Persatuan dan Sinergi Bangsa
Kapolri menekankan pentingnya menjaga persatuan dan kesatuan bangsa untuk menghadapi berbagai tantangan di masa depan.
“Menjaga bangsa kita yang begitu besar ini bukan pekerjaan mudah. Diperlukan kebersamaan dan sinergi di antara seluruh elemen bangsa, baik umara, ulama, maupun masyarakat, untuk bersama-sama mewujudkan tujuan nasional,” ujar Jenderal Listyo Sigit.
Ia menambahkan, tujuan besar bangsa Indonesia adalah mewujudkan masyarakat makmur dan sejahtera menuju Indonesia Emas 2045, yang membutuhkan stabilitas keamanan dan ketertiban masyarakat (kamtibmas) sebagai fondasi pertumbuhan ekonomi.
“Kalau stabilitas kamtibmas tetap terjaga, pertumbuhan ekonomi akan berjalan, dan anak-anak kita bisa bersekolah serta tumbuh menjadi generasi penerus yang cerdas dan siap menjadi pemimpin masa depan,” jelasnya.
BACA JUGA: Kapolda Metro Jaya Beri Penghargaan Dua Bhabinkamtibmas Berprestasi di Bidang Kemanusiaan
Dukungan Ulama untuk Tugas Polri
Kapolri juga meminta dukungan dan nasihat para kiai agar Polri dapat menjalankan tugas dengan baik, menjaga hubungan erat antara ulama dan umara, serta saling menguatkan.
“Kami butuh masukan dan nasihat agar jajaran Polri dapat menjalankan tugas pokoknya dengan baik. Melalui silaturahmi seperti ini, kita bisa saling mengingatkan dan menguatkan,” ucapnya.
Posisi Dilematis Polri
Jenderal Sigit mengakui posisi dilematis yang kerap dihadapi anggota Polri di lapangan: ingin dekat dengan masyarakat, namun tetap menegakkan hukum.
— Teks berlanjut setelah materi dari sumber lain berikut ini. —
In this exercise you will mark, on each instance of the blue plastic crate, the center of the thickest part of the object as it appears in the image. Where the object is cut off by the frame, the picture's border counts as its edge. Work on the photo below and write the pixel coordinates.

“Kadang tindakan penegakan hukum menimbulkan kesalahpahaman dan bisa melukai perasaan masyarakat yang terdampak. Kami mohon maaf jika ada tindakan yang dirasakan berlebihan. Itu bukan karena niat menyakiti, tapi demi menjaga ketertiban,” tegasnya.
Pesan Terakhir Kapolri
Menutup pertemuan, Kapolri menitipkan pesan agar para kiai terus memberi bimbingan kepada anggota Polri agar menyadari bahwa menjaga ketertiban adalah bagian dari pengabdian kepada bangsa sekaligus ibadah kepada Tuhan.
“Kami berharap para kiai berkenan menasihati anggota kami, agar selalu ingat bahwa menjaga ketertiban adalah bagian dari pengabdian kepada bangsa dan ibadah kepada Tuhan,” pungkasnya. (red).